The appellants contend that the delivery of the personal property to the Hibernian Company was not a loan, but a sale, and that the evidence fails to sustain the finding of the trial court that the respondent was entitled to the possession of the articles at the time the action was commenced. The witness Deuel, the vice-president and manager of respondent, has this to say of the delivery to the Hibernian Company: “The Hardison Company didn’t dispose of its title to the property. It never has. I didn’t receive any money from anybody for those tools. This is true in reference to every item on that list. ’ ’ On cross-examination he said further, referring to the president of the Hibernian Company: “I practically loaned him these tools with the price put on in case he lost any of them, because a great number of friends of mine were interested in the company. I was myself. I considered on account of these things it was best to let them use the tools.” One of the directors of the Hibernian Company testified that the president of that corporation told the directors that the delivery of the tools to the company was “practically a loan, . . . and we will never be asked to pay for them.” While these statements are largely conclusions and, under all the circumstances of the case, might have been regarded by the trial judge with suspicion, he was the sole judge of their weight and they are sufficient to support the finding which appellants assail.
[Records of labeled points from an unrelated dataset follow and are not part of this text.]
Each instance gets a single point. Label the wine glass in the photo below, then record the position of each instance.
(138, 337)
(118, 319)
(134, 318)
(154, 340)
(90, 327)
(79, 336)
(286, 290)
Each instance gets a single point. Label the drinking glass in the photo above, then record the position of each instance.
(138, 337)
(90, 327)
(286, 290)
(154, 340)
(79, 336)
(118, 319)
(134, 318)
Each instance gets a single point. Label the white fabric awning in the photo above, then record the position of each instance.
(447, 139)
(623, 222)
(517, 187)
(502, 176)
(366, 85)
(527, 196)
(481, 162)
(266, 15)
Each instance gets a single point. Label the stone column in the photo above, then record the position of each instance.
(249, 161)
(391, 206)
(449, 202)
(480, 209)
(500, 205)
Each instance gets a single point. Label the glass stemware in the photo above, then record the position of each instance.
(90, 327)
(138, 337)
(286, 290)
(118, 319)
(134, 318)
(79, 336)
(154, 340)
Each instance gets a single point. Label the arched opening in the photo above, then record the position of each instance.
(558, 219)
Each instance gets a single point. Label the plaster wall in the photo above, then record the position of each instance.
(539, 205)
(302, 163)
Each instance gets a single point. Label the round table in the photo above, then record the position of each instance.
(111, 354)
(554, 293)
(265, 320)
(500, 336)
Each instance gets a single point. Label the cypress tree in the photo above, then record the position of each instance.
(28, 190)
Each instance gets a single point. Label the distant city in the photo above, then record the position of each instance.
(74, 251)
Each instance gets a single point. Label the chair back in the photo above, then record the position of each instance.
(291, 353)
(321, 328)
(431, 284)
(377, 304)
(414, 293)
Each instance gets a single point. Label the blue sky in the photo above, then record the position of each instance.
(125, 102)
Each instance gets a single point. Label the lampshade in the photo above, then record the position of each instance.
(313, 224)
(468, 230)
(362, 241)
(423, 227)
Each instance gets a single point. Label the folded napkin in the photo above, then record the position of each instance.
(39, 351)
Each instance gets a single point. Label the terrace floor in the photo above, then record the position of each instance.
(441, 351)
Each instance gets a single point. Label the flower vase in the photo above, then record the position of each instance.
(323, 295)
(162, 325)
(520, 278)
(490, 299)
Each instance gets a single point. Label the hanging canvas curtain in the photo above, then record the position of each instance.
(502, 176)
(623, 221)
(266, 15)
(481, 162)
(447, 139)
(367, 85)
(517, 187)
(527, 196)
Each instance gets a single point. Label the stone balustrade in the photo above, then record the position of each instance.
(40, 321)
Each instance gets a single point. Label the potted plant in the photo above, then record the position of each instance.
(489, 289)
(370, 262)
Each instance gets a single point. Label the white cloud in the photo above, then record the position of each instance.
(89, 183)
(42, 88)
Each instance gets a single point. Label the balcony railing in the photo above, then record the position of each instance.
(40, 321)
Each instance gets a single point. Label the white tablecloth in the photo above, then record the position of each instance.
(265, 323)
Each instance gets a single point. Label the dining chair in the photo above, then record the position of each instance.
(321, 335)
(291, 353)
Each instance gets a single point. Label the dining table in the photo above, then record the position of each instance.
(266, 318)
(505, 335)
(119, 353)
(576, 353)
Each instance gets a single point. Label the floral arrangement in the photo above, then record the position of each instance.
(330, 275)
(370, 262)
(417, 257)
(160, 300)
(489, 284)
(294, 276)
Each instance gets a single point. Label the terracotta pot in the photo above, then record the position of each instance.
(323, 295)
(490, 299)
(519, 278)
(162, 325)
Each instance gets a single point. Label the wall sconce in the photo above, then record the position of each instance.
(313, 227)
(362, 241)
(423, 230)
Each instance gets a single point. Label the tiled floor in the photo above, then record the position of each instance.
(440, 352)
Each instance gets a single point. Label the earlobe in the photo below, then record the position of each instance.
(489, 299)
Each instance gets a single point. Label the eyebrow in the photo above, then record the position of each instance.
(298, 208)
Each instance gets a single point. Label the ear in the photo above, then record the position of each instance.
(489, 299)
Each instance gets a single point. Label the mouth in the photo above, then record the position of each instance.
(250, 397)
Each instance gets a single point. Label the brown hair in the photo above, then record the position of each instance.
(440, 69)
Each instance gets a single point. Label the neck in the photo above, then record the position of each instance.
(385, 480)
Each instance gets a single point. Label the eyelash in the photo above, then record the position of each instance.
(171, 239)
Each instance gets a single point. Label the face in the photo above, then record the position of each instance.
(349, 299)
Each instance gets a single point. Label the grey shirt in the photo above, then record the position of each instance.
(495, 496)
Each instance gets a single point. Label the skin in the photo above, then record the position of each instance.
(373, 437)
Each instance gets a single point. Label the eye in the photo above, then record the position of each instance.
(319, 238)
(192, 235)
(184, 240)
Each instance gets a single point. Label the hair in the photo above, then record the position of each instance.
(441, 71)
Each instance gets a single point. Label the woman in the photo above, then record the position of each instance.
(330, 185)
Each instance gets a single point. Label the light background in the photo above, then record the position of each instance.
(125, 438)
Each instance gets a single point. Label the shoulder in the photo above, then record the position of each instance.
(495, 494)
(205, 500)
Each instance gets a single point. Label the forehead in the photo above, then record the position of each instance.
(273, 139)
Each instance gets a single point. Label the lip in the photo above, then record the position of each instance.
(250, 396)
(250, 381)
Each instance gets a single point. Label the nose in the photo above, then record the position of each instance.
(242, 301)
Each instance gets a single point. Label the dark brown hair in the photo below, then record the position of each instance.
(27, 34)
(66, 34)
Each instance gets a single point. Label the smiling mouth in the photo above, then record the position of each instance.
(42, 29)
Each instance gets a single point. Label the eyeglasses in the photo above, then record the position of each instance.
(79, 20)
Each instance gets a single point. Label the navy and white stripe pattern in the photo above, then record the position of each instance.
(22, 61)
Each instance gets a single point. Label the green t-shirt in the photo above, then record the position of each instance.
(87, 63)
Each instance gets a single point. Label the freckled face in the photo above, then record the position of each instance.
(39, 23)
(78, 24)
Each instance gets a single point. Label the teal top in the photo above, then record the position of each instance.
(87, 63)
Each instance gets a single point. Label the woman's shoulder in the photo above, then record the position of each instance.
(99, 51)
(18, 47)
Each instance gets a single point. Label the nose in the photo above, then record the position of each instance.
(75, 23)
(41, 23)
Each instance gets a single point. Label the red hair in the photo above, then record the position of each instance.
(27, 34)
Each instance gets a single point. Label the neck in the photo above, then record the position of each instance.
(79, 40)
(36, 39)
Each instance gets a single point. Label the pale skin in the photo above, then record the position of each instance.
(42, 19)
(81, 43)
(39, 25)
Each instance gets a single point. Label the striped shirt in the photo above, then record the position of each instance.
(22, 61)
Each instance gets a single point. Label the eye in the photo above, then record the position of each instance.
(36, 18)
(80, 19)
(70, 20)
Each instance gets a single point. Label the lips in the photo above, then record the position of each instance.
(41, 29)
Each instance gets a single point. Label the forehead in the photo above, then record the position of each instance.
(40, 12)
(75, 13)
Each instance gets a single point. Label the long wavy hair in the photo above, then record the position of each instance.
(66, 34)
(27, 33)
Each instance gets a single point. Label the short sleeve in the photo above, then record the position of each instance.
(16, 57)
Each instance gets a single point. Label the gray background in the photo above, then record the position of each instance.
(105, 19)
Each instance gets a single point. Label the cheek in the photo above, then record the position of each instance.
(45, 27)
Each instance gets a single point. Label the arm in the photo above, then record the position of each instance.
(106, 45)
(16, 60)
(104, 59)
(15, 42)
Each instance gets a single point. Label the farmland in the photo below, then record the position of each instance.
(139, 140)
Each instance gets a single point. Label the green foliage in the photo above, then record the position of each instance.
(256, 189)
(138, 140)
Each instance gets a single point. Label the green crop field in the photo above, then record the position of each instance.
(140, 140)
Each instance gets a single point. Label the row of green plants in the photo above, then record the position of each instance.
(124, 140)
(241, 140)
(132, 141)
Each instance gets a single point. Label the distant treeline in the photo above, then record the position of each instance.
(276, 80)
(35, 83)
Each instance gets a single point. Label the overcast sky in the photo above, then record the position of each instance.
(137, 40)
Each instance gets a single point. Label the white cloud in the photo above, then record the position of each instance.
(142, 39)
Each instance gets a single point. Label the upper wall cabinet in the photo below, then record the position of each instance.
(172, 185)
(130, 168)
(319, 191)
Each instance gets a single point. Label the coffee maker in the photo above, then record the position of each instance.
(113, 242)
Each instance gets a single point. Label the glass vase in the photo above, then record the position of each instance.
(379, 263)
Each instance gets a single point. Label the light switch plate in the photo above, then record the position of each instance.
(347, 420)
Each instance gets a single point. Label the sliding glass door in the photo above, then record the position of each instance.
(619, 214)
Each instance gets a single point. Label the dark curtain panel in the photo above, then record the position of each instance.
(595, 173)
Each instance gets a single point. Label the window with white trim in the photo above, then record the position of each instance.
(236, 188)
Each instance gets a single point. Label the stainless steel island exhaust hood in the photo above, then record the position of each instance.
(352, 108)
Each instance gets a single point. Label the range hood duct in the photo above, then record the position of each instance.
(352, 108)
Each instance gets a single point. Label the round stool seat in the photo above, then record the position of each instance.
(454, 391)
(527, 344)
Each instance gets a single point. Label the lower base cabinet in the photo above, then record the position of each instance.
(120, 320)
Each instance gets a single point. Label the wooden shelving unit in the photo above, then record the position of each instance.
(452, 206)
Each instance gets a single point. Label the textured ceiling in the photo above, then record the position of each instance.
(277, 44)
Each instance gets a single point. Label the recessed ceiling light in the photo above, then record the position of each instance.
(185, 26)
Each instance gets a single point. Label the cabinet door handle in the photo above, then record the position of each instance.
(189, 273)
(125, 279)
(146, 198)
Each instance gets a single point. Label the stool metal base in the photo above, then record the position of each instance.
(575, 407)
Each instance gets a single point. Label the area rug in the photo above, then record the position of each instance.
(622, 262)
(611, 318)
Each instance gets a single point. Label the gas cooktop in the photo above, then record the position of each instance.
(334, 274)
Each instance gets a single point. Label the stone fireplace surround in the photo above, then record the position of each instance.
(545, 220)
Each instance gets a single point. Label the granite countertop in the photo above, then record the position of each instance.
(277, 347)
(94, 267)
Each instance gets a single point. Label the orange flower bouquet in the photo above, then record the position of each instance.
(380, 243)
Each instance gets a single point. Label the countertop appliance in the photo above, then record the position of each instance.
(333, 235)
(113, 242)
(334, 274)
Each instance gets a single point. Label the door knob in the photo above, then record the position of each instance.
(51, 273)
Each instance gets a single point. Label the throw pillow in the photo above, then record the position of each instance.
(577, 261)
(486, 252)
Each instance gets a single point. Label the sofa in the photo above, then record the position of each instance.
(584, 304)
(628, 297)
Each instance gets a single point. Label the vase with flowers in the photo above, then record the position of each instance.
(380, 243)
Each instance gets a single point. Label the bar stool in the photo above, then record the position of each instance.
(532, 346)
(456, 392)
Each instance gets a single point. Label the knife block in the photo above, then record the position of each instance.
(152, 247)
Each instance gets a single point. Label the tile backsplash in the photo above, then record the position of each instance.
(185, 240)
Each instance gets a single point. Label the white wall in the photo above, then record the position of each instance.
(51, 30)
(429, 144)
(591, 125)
The appellants insist that there was no showing that the commencement of the action was preceded by a demand that appellants deliver up the tools and implements. The complaint alleges, after setting out a list of the articles claimed, that on a certain day “the plaintiff demanded of the defendants the possession of the said personal property and the defendants refused and now refuse to deliver said personal property to the plaintiff,” and the allegation was not denied in the answer. The difficulty is, however, appellants insist, that the day on which demand is thus alleged to have been made was the day upon which the complaint was filed. They contend for the rule that a pleading is to be construed most strongly against the pleader, and assert that such a construction shows the demand to have been made, after, not before, the filing of the complaint. There are several obstacles to such a construction. A statement in the complaint indicating that demand was made after its filing would have been futile; and a construction showing the futility of an allegation in a pleading will not lightly be made as against a possible construction exhibiting its utility. Again, the allegation is that plaintiff, on the day mentioned, “demanded,” and that defendants “refused and now refuse,” delivery of the property. The use of these terms demonstrates that the past and not the future was in the contemplation of the pleader.

The judgment and order are affirmed.

Conrey, P. J., and James, J., concurred.

A petition to have the cause heard in the supreme court, after judgment in the district court of appeal, was denied by the supreme court on July 19, 1917.